These meringue cookies are the perfect addition to a holiday table. They are a great festive dessert to end the meal. We love them for Easter Celebrations, Spring Weddings and Bridesmaid’s Luncheons.
Beehive Meringues with Honey Crème Anglaise
(toasted meringues + honey custard sauce)
What You Need:
1 cup whole milk
1 cup heavy cream
1 vanilla bean, halved and seeds scraped
1/3 cup Savannah Bee Company Orange Blossom Honey, Savannah Bee Company Sunflower Honey or use your favorite Savannah Bee Company Honey
6 large egg yolks
4 large egg whites
½ cup sugar
¼ teaspoon cream of tartar
¼ teaspoon salt
18 round pecan shortbread cookies or use your favorite round cookie (you can also substitute a small round of pound cake)
Edible flowers or flowering herbs for garnish
What to Do:
1. Wash Up!
2. Make the honey crème anglaise: Combine the milk, cream, vanilla, and honey in saucepan over medium heat.

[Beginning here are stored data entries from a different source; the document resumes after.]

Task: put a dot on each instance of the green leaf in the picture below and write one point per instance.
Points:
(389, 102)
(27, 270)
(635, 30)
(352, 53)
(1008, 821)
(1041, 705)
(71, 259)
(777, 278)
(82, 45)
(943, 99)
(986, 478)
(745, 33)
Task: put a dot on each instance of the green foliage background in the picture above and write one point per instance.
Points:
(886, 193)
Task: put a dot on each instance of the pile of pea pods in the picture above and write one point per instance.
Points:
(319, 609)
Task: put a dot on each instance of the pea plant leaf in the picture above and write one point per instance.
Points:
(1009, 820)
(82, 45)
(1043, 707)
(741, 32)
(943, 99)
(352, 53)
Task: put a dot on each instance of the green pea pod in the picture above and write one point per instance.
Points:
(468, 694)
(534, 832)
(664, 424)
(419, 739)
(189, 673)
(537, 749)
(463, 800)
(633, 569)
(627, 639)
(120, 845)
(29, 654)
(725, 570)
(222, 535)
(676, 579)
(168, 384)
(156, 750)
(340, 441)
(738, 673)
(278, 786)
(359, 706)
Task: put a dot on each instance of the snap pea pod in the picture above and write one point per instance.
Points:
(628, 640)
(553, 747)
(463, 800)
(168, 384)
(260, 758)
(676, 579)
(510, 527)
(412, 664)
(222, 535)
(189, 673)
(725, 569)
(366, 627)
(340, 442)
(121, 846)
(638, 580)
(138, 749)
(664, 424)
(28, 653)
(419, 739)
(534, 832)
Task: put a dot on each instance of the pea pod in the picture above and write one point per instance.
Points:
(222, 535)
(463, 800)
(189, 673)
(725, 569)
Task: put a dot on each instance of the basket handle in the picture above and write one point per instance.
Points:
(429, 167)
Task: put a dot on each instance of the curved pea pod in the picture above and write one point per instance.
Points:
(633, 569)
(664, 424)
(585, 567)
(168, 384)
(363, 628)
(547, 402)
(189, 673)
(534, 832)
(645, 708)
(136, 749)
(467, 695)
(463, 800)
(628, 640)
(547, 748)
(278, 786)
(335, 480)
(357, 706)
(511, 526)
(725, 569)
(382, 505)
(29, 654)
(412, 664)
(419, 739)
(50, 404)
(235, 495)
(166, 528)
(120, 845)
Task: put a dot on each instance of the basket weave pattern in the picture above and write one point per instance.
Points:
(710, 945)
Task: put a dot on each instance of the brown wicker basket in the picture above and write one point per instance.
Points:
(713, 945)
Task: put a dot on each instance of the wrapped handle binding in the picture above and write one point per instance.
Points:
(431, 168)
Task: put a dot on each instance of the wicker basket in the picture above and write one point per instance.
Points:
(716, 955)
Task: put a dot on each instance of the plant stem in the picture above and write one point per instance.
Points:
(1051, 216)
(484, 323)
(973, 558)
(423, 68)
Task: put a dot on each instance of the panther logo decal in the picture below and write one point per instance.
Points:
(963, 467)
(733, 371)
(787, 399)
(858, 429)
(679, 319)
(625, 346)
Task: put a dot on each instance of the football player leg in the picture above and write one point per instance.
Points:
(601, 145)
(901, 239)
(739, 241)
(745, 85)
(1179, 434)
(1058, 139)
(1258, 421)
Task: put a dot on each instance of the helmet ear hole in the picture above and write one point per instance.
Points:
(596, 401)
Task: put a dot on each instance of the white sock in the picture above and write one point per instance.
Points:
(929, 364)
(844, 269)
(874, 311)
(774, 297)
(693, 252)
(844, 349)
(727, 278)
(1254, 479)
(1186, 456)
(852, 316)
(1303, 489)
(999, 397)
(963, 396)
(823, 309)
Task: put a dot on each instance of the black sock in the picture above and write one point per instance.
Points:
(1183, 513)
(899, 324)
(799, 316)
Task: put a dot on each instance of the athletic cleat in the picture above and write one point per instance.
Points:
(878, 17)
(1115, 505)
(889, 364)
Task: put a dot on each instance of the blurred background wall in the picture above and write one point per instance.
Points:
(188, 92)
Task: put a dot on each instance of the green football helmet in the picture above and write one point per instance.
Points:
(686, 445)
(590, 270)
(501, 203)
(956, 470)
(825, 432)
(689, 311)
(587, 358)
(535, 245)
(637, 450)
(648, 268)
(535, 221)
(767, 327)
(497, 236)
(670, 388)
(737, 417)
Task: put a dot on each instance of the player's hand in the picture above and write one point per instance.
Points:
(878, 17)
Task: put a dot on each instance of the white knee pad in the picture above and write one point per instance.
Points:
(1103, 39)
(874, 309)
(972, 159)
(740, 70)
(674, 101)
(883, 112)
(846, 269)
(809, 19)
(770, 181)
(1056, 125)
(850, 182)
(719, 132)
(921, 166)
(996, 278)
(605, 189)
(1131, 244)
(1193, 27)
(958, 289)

Bring to a simmer. Whisk the egg yolks in a large bowl. Slowly drizzle a little of the hot milk mixture into the eggs. Gradually add the remaining milk until all is in the bowl, whisking constantly. Remove the vanilla bean. Return the milk mixture to the saucepan. Cook over medium-low heat, whisking constantly until the mixture thickens and coats the back of a spoon. Transfer to a bowl in an ice bath and let cool.
3. Make the meringues: Beat the egg whites, sugar, cream of tartar, and salt in a bowl placed over a pan of simmering water. Continue to beat until the sugar is dissolved and the mixture is hot (reaches 160°F). Transfer the mixture to a heavy-duty stand mixer and beat until stiff peaks form.
4. Pipe and toast the meringues: Transfer the meringue to a pastry bag fitted with a round tip. Pipe the meringue onto the cookies in concentric circles (filling them in) and layer into a beehive shape. Toast with a kitchen torch or under the broiler for 30 seconds to 1 minute.
To Serve: Spoon some of the crème anglaise onto serving dishes (we like a small shallow dish). Top with the meringues. Let stand a few minutes to soften the cookie. Garnish with flowering herbs or edible flowers.
Pro Tip: You can also use round cut-outs of pound cake for the meringue bases instead of cookies if you prefer.